Coronary CT angiography (CCTA) is a noninvasive imaging modality which can be used to evaluate the anatomy of the coronary arteries. CCTA allows direct visualization of the coronary artery wall and lumen with the administration of intravenous contrast. The degree of coronary luminal stenosis can be reliably estimated, as can the presence or absence of both calcified and non-calcified plaques.
Conventionally, non-invasive methods for detection of coronary disease using stress treadmill testing, stress echocardiography and myocardial perfusion scan provide indirect means of diagnosing significant coronary disease where the coronary luminal diameter narrowing is more than 70 per cent. But they are unable to detect the vulnerable plaques that do not cause any significant functional stenoses, though they account for the large number of patients who eventually develop ACS. Coronary CT Angiography (CCTA) is one of the new modalities of coronary artery imaging. It is playing an important role in the assessment of coronary artery disease.
CCTA can be an effective diagnostic tool for select patients presenting to the emergency room with acute chest pain. CCTA, with its 100% negative predictive value, can virtually eliminate the elective negative diagnostic coronary catheterization in low- and intermediate-risk patients (i.e. those with negative cardiac enzymes and no ECG changes). Some studies have shown that the use of CCTA may decrease hospital admission time as well as improve cost effectiveness compared to traditional diagnostic strategies used to evaluate acute chest pain. The American College of Cardiology (ACC) appropriateness guidelines support the use of CCTA in intermediate-risk patients presenting with acute chest pain. One of the more common uses of CCTA in current clinical practice is to evaluate for CAD in patients with “equivocal” or “non-diagnostic” stress test results.
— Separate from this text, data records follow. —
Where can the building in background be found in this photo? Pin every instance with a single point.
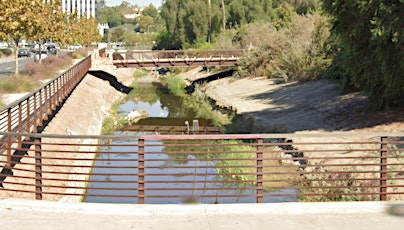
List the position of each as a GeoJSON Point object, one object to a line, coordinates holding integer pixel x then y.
{"type": "Point", "coordinates": [84, 8]}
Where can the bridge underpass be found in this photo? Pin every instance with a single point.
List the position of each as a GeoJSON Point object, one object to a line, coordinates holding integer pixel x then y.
{"type": "Point", "coordinates": [382, 172]}
{"type": "Point", "coordinates": [176, 58]}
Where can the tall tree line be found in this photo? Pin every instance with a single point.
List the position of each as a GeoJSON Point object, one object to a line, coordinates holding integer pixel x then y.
{"type": "Point", "coordinates": [371, 48]}
{"type": "Point", "coordinates": [192, 22]}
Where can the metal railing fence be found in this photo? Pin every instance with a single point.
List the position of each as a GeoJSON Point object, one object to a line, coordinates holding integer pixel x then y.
{"type": "Point", "coordinates": [206, 168]}
{"type": "Point", "coordinates": [169, 58]}
{"type": "Point", "coordinates": [28, 113]}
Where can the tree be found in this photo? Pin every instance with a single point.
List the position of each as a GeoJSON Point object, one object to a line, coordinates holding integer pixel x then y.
{"type": "Point", "coordinates": [82, 30]}
{"type": "Point", "coordinates": [371, 47]}
{"type": "Point", "coordinates": [21, 19]}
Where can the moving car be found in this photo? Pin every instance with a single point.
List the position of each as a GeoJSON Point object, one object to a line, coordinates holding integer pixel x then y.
{"type": "Point", "coordinates": [24, 52]}
{"type": "Point", "coordinates": [75, 47]}
{"type": "Point", "coordinates": [42, 55]}
{"type": "Point", "coordinates": [52, 49]}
The medical literature has shown that CCTA compares favorably against stress tests as an initial exam and against catheter coronary angiography for examining obstructive coronary artery disease. The cost savings of using a protocol that incorporates early use of CCTA in emergency and nonemergency settings for low- to intermediate-risk coronary artery disease patients has been well documented.
Safety
Radiation exposure
Prospectively gated CCTA is now performed with a dose range of 0.4 to 10 mSv, which is well below the SPECT stress test range. With a sestamibi-sestamibi protocol, radiation doses range from 12 to 25 mSv. When thallium is incorporated into the protocol, as either a single or dual isotope, radiation doses can easily exceed 22 to 30 mSv per test.
Contrast
Contrast risks are low and comparable for both CCTA and Coronary angiography for native coronary angiography. In the case of ICA of bypass grafts, the contrast load will be significantly higher as compared to CCTA. With the 64 slice CT, Coronary CTA can be performed with as low as 50cc of iodinated contrast. The precautions to be taken for those with renal insufficiency are the same as in any examination, which require contrast agents.
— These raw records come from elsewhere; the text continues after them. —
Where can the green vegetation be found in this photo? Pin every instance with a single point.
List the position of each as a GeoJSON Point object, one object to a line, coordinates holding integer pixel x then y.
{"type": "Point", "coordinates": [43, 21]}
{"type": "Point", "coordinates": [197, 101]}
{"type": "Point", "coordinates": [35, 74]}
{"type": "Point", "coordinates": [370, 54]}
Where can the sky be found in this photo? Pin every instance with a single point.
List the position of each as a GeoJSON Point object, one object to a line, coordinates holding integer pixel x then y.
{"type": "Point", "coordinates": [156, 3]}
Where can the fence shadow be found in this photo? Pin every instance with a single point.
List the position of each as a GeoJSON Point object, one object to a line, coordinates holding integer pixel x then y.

CCTA can provide three dimensional views of the coronary vessel wall structure, heart muscle, valves, pericardium and even ventricular contractility function. It has a higher sensitivity and specificity for the detection of coronary artery disease compared with conventional non-invasive tests. CCTA can provide a three dimensional view of the coronary vessel wall structure, heart muscle, valves, pericardium and even ventricular contractility function. It has a higher sensitivity and specificity for the detection of coronary artery disease compared with conventional non-invasive tests.
The advent of 256 and 320-slice CT scanners will eliminate many of the technical difficulties that affect the temporal resolution of coronary CT angiogram, presently requiring a patient holding his breath for 7 to 10 seconds with the 64-slice CT scanner. With newer 256 and 320-slice CT scanners the scanning time will be about 1 to 2 seconds.. As technology advances, MDCT imaging of the coronary arteries will become the diagnostic tool of choice for the detection of coronary artery disease.